Ennesimo allarme lanciato dalla UIL Funzione pubblica Messina. E riguarda la situazione organizzativa e assistenziale dell’IRCCS Centro Neurolesi “Bonino Pulejo” di Messina. Il sindacato chiede l’immediata proroga fino al 31 dicembre 2026 dei contratti a tempo determinato del personale sanitario del comparto. La richiesta, in particolare, si riferisce a 55 infermieri, 45 operatori socio-sanitari e 22 fisioterapisti attualmente impiegati presso l’Istituto, molti dei quali posseggono anche i requisiti previsti per la stabilizzazione e pertanto sarebbe opportuno procedere ad un avviso di ricognizione.
“La proroga di appena un mese dei contratti – dichiara Livio Andronico, segretario generale della UIL FP Messina – genera una situazione di forte incertezza organizzativa e rischia di compromettere seriamente la continuità assistenziale, la programmazione dei servizi e la tutela dei pazienti fragili ricoverati presso l’IRCCS Neurolesi”.
Secondo l’organizzazione, negli ultimi mesi l’Istituto ha registrato un importante incremento delle attività assistenziali e dei posti letto: la Riabilitazione Funzionale è stata incrementata di ulteriori 15 posti letto, raggiungendo quota 49; risultano attivi 8 posti letto Buffer e 4 posti letto OBI; la Neuroriabilitazione ha registrato ulteriori 5 posti letto; la Medicina d’Urgenza è stata incrementata di ulteriori +2 posti letto.
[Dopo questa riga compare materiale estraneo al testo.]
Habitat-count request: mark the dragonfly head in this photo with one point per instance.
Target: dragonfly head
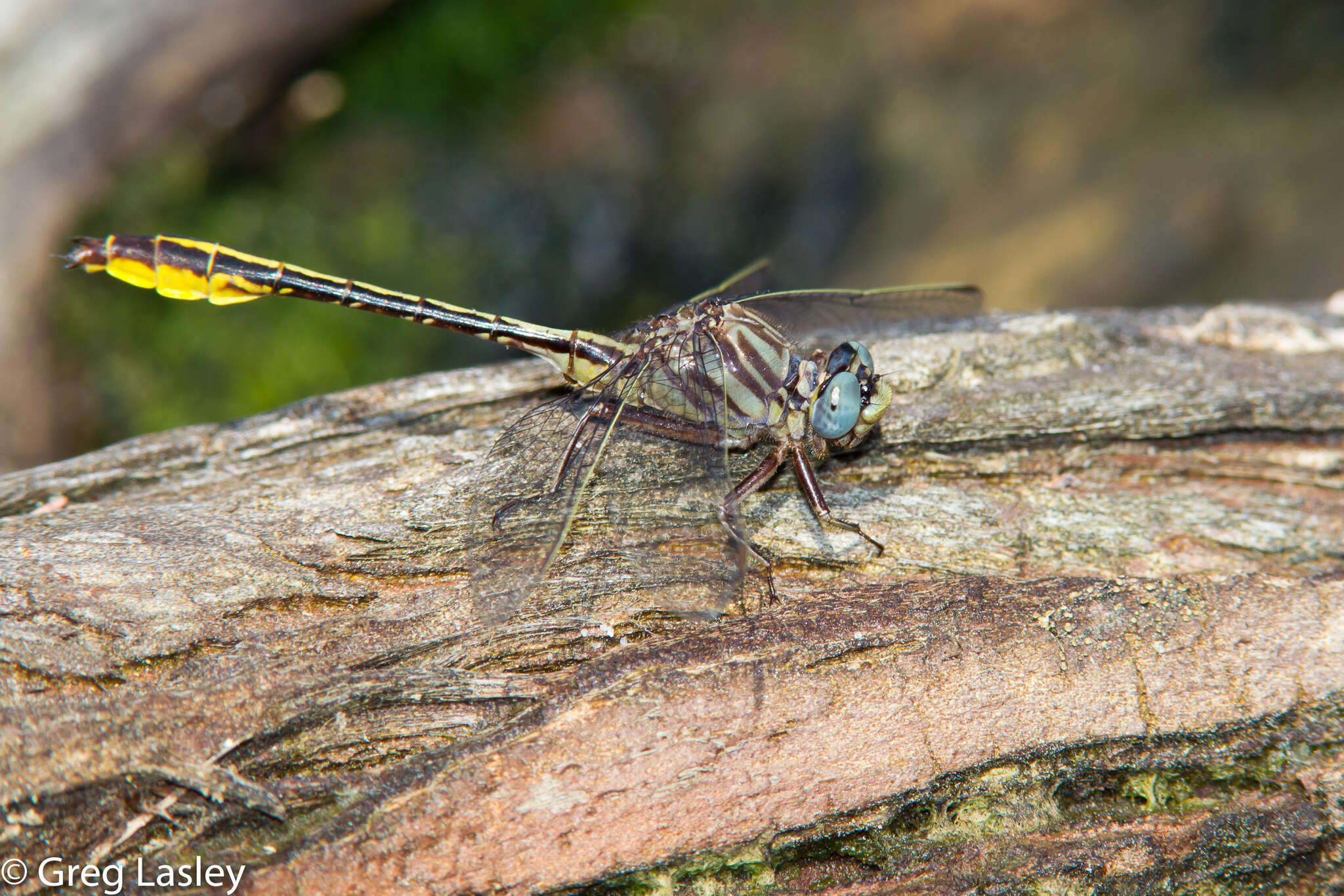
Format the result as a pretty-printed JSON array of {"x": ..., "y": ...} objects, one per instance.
[{"x": 851, "y": 398}]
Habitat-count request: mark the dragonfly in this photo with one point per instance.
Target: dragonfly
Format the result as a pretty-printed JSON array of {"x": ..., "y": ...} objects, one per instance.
[{"x": 734, "y": 370}]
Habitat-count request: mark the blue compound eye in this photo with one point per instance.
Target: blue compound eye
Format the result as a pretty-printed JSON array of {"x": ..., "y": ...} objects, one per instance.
[
  {"x": 864, "y": 355},
  {"x": 836, "y": 410}
]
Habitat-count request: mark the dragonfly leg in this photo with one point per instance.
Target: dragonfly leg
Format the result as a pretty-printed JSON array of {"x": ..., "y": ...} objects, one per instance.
[
  {"x": 687, "y": 432},
  {"x": 595, "y": 415},
  {"x": 768, "y": 466},
  {"x": 810, "y": 488}
]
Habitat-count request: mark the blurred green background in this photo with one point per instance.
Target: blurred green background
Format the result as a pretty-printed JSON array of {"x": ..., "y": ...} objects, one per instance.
[{"x": 583, "y": 164}]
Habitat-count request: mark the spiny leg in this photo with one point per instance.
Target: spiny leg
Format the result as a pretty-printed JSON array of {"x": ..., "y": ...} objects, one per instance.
[
  {"x": 687, "y": 432},
  {"x": 596, "y": 415},
  {"x": 768, "y": 466},
  {"x": 810, "y": 488}
]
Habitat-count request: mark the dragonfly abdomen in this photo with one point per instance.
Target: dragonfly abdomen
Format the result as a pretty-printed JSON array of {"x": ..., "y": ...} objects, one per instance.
[{"x": 191, "y": 269}]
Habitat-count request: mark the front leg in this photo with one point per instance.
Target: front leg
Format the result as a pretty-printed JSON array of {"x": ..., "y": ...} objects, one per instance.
[{"x": 808, "y": 480}]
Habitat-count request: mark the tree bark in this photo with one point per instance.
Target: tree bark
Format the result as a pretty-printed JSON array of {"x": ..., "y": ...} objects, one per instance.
[{"x": 1102, "y": 651}]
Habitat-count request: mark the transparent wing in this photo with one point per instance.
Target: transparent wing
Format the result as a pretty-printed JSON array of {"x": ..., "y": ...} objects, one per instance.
[
  {"x": 527, "y": 492},
  {"x": 823, "y": 317},
  {"x": 750, "y": 280},
  {"x": 579, "y": 504}
]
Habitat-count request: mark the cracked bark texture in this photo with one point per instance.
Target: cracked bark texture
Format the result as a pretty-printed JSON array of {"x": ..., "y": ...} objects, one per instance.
[{"x": 1104, "y": 651}]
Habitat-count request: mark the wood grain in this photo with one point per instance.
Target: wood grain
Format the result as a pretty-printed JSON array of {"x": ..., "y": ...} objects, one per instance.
[{"x": 1104, "y": 648}]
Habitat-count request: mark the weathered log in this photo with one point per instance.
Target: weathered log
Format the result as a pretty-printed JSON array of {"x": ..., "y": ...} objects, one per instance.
[{"x": 1104, "y": 648}]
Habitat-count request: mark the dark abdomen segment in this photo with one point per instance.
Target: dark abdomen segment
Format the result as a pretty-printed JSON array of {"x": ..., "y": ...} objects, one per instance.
[{"x": 191, "y": 269}]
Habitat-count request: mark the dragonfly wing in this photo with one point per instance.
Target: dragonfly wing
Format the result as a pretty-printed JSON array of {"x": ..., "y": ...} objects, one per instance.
[
  {"x": 640, "y": 502},
  {"x": 677, "y": 552},
  {"x": 750, "y": 280},
  {"x": 823, "y": 317},
  {"x": 527, "y": 493}
]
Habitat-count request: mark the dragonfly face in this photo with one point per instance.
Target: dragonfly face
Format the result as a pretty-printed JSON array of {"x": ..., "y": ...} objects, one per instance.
[
  {"x": 715, "y": 374},
  {"x": 851, "y": 398}
]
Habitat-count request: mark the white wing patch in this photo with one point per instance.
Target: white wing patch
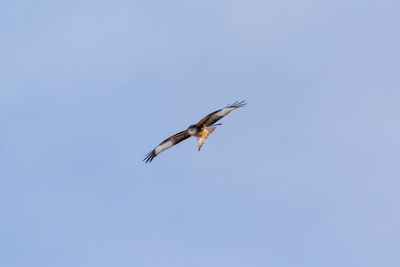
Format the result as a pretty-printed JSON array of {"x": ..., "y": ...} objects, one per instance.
[
  {"x": 224, "y": 112},
  {"x": 162, "y": 147}
]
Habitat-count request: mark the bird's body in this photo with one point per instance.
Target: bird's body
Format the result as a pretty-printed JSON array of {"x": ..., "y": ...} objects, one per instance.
[{"x": 201, "y": 130}]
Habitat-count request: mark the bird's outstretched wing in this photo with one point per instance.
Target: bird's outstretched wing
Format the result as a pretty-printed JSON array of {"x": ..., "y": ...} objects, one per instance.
[
  {"x": 215, "y": 116},
  {"x": 167, "y": 143}
]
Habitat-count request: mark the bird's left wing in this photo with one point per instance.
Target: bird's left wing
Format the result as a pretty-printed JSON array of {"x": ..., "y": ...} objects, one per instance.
[
  {"x": 167, "y": 143},
  {"x": 215, "y": 116}
]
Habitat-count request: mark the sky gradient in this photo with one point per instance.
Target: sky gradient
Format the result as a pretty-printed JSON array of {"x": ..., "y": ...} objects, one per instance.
[{"x": 307, "y": 174}]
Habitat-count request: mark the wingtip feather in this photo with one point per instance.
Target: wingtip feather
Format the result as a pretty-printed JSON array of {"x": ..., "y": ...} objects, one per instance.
[
  {"x": 237, "y": 104},
  {"x": 149, "y": 157}
]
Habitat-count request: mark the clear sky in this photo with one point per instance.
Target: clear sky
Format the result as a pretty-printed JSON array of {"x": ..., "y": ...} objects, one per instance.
[{"x": 308, "y": 174}]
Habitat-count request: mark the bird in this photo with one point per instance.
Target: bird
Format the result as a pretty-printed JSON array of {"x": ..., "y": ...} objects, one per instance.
[{"x": 201, "y": 130}]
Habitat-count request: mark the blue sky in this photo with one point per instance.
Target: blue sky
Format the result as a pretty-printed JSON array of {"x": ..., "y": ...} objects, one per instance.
[{"x": 306, "y": 175}]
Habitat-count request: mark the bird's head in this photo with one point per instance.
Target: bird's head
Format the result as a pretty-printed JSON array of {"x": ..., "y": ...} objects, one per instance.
[{"x": 192, "y": 130}]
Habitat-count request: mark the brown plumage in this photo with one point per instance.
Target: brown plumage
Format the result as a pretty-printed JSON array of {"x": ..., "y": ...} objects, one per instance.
[{"x": 201, "y": 130}]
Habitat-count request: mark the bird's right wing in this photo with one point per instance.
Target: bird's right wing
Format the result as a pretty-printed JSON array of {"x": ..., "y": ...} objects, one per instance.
[
  {"x": 167, "y": 143},
  {"x": 215, "y": 116}
]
“Di fronte all’aumento dell’offerta sanitaria e dei carichi assistenziali – continua Andronico – appare incomprensibile non procedere immediatamente con una proroga annuale dei contratti, soprattutto considerando che il personale interessato ha maturato negli anni competenze altamente specialistiche nella neuroriabilitazione, nella riabilitazione intensiva e nella gestione dei pazienti complessi. Parliamo di professionalità difficilmente sostituibili e fondamentali per garantire il mantenimento dei LEA e degli standard assistenziali”.
La UIL FP evidenzia inoltre il concreto rischio di una fuga di personale verso altre aziende sanitarie siciliane che hanno già avviato procedure selettive e bandi per assunzioni a tempo determinato.
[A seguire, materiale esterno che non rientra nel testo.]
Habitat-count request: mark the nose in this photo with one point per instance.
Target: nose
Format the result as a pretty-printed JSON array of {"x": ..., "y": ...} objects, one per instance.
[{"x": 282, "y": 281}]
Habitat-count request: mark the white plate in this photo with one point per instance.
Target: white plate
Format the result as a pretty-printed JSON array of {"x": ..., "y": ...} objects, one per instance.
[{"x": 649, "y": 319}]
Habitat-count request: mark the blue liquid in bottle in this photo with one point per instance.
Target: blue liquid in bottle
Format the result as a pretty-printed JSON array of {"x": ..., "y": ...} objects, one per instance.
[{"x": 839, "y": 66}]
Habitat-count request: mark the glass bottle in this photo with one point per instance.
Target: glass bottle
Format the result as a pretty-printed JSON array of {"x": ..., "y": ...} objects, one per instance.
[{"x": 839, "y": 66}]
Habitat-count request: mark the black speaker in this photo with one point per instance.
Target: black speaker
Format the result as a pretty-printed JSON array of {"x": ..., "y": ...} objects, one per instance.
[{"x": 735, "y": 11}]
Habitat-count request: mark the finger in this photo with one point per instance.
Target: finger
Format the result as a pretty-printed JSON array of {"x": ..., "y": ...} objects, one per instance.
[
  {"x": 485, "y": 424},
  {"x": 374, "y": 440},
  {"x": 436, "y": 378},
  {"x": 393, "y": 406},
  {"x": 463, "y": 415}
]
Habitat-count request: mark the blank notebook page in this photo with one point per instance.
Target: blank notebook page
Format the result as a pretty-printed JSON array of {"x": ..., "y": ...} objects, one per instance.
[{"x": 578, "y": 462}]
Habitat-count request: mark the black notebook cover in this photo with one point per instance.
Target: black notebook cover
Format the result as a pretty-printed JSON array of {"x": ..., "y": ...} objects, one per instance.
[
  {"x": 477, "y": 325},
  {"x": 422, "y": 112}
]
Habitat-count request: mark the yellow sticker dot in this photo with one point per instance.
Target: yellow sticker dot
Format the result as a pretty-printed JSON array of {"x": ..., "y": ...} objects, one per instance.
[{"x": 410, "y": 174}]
“Stiamo assistendo – prosegue il Segretario Generale UIL FP Messina – ad una progressiva perdita di professionisti formati proprio all’interno dell’IRCCS Neurolesi. Questo significa disperdere esperienza, competenze e know-how costruiti negli anni con enormi sacrifici”.
Il sindacato denuncia inoltre una gestione comunicativa definita “tardiva e improvvisata”, che starebbe creando notevoli difficoltà nella programmazione delle ferie estive, dei turni e delle assenze del personale.